Optionally, the determining, according to the charging state information, target packet data from the received packet data includes:
and determining the message data with the charging state information being in a non-quick charging state as the target message data.
Optionally, before the determining that the packet data whose charging state information is in the non-fast charging state is the target packet data, the method further includes:
acquiring a first frequency of the BMS for acquiring the insulation resistance;
acquiring a second frequency of the BMS for sending the message data;
and under the condition that the first frequency is smaller than the second frequency, determining repeated message data from the message data according to the first frequency and the second frequency, and deleting the repeated message data to obtain the remaining message data to be used.
Optionally, the determining the insulation performance of the battery pack according to the second number includes:
obtaining a target ratio of the second quantity to the first quantity;
and under the condition that the target ratio is determined to be greater than or equal to a preset ratio threshold, determining the insulation performance of the battery pack to be low-grade insulation.
Optionally, the method further comprises:
and under the condition that the insulation performance of the battery pack is determined to be low-grade insulation, outputting early warning prompt information, wherein the early warning prompt information is used for prompting that the current insulation performance of the battery pack is low-grade insulation.
In a second aspect of the present disclosure, there is provided a battery pack insulation performance monitoring device, the device comprising:
the receiving module is used for receiving message data sent by a BMS in the vehicle from the beginning of the electrification of the vehicle, and the message data comprises the charging state information and the insulation resistance value of the battery pack;
the first determining module is used for determining target message data from the received message data according to the charging state information;
the second determining module is used for counting a first quantity corresponding to the target message data;
a third determining module, configured to determine, when it is determined that the first number is greater than or equal to a preset number threshold, a second number of designated packet data from the first number of target packet data according to the insulation resistance value in each target packet data, where the designated packet data is a packet data whose insulation resistance value is less than or equal to a preset resistance value threshold;
and the fourth determining module is used for determining the insulation performance of the battery pack according to the second quantity.

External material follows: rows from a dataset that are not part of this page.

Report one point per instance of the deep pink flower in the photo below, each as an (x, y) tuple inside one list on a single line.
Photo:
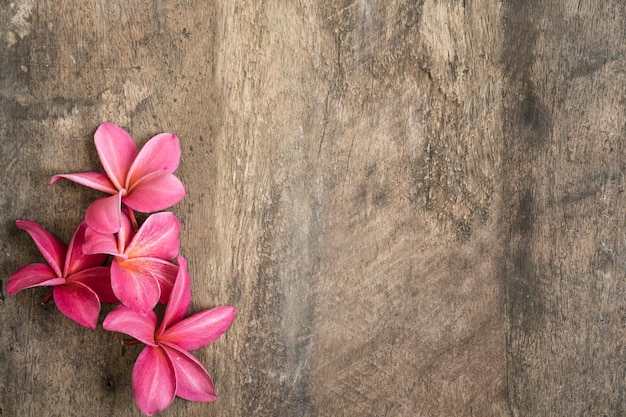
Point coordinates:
[(141, 271), (80, 281), (165, 368), (142, 180)]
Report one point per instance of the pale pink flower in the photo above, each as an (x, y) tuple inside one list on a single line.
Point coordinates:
[(141, 271), (142, 180), (165, 368), (80, 281)]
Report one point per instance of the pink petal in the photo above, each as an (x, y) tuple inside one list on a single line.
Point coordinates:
[(76, 259), (166, 277), (200, 329), (99, 280), (193, 382), (135, 285), (127, 321), (78, 302), (96, 180), (52, 249), (156, 238), (178, 303), (161, 153), (103, 215), (100, 243), (154, 192), (33, 275), (117, 151), (154, 381)]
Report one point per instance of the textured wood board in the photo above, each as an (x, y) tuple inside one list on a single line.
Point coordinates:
[(415, 206)]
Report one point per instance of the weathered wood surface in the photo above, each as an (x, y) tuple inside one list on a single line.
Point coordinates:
[(417, 206)]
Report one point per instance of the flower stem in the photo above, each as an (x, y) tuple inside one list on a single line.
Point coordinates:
[(133, 220)]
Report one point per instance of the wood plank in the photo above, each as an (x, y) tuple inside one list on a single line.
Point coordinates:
[(415, 206), (564, 207)]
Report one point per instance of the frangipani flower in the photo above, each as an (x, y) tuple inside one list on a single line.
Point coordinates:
[(141, 271), (142, 180), (80, 281), (165, 368)]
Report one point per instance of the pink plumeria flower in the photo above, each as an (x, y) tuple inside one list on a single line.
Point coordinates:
[(142, 180), (165, 369), (80, 281), (141, 271)]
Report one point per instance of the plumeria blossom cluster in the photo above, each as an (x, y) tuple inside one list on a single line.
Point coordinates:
[(111, 258)]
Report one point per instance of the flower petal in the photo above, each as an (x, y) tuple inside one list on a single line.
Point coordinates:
[(103, 215), (77, 302), (193, 382), (117, 151), (200, 329), (161, 153), (77, 259), (33, 275), (154, 192), (100, 243), (127, 321), (178, 303), (135, 285), (52, 249), (156, 238), (96, 180), (154, 380), (99, 280)]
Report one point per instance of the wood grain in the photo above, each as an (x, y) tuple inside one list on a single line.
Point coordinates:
[(415, 206)]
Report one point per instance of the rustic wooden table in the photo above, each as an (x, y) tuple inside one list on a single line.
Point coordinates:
[(417, 207)]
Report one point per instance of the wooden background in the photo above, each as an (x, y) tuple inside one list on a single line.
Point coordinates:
[(416, 206)]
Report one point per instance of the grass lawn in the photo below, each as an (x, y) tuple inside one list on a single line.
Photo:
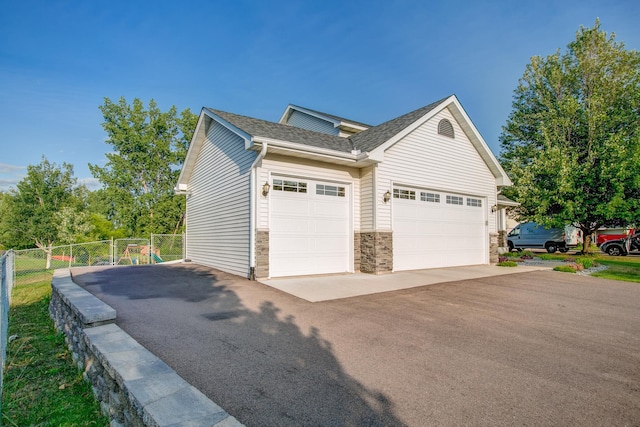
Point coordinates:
[(42, 386)]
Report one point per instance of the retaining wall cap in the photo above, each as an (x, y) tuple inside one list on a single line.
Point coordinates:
[(88, 308), (165, 398)]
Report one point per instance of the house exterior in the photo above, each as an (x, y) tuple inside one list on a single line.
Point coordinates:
[(316, 193)]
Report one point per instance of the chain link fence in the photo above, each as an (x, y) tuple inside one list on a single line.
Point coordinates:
[(7, 278), (34, 265)]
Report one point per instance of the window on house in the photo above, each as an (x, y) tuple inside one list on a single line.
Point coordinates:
[(430, 197), (330, 190), (291, 186), (474, 202), (455, 200), (404, 194), (446, 128)]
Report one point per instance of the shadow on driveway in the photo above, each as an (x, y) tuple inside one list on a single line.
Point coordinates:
[(259, 365)]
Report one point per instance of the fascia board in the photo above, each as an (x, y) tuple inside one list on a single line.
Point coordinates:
[(192, 153), (323, 152), (248, 142)]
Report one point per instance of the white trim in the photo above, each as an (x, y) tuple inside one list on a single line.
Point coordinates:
[(253, 207)]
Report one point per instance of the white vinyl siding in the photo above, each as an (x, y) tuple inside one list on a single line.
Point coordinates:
[(298, 167), (366, 199), (218, 213), (305, 121), (426, 159)]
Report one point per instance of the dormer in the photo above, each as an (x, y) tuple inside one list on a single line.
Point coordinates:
[(320, 122)]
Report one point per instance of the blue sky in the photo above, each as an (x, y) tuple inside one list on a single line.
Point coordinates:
[(369, 61)]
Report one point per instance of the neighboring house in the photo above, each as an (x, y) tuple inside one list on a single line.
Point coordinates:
[(316, 193)]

Optionally, the charging state information includes a fast charging state and a non-fast charging state, and the first determining module is configured to:
and determining the message data with the charging state information being in a non-quick charging state as the target message data.
Optionally, the first determining module is configured to:
acquiring a first frequency of the BMS for acquiring the insulation resistance;
acquiring a second frequency of the BMS for sending the message data;
and under the condition that the first frequency is smaller than the second frequency, determining repeated message data from the message data according to the first frequency and the second frequency, and deleting the repeated message data to obtain the remaining message data to be used.
Optionally, the fourth determining module is configured to:
obtaining a target ratio of the second quantity to the first quantity;
and under the condition that the target ratio is determined to be greater than or equal to a preset ratio threshold, determining the insulation performance of the battery pack to be low-grade insulation.
Optionally, the apparatus further comprises:
and the prompting module is used for outputting early warning prompting information under the condition that the insulation performance of the battery pack is determined to be low-grade insulation, wherein the early warning prompting information is used for prompting that the current insulation performance of the battery pack is low-grade insulation.
A third aspect of the present disclosure provides a vehicle including the battery pack insulation performance monitoring apparatus described in the above second aspect.
According to the technical scheme, message data sent by a BMS in the vehicle are received from the power-on of the vehicle, wherein the message data comprise the charging state information and the insulation resistance value of a battery pack; determining target message data from the received message data according to the charging state information; counting a first quantity corresponding to the target message data; under the condition that the first quantity is determined to be larger than or equal to a preset quantity threshold value, determining a second quantity of specified message data from the first quantity of target message data according to the insulation resistance value in each target message data, wherein the specified message data are message data of which the insulation resistance value is smaller than or equal to a preset resistance value threshold value; and determining the insulation performance of the battery pack according to the second number. Therefore, the insulation performance of the battery pack can be determined according to the number corresponding to the message data with the insulation resistance value smaller than or equal to the preset resistance value threshold, the insulation performance of the battery pack can be timely and accurately monitored, the battery pack with lower insulation performance can be timely processed before the insulation fault of the battery pack, unsafe accidents caused by the insulation fault of the battery pack can be effectively avoided, and the safety performance of a vehicle is improved.
Additional features and advantages of the disclosure will be set forth in the detailed description which follows.
Drawings
The accompanying drawings, which are included to provide a further understanding of the disclosure and are incorporated in and constitute a part of this specification, illustrate embodiments of the disclosure and together with the description serve to explain the disclosure without limiting the disclosure. In the drawings:
fig. 1 is a flow chart illustrating a method of monitoring insulation performance of a battery pack according to an exemplary embodiment of the present disclosure;
fig. 2 is a block diagram illustrating a battery pack insulation performance monitoring apparatus according to another exemplary embodiment of the present disclosure;
fig. 3 is a block diagram illustrating a battery pack insulation performance monitoring apparatus according to the embodiment shown in fig. 2 of the present disclosure.
Detailed Description
The following detailed description of specific embodiments of the present disclosure is provided in connection with the accompanying drawings. It should be understood that the detailed description and specific examples, while indicating the present disclosure, are given by way of illustration and explanation only, not limitation.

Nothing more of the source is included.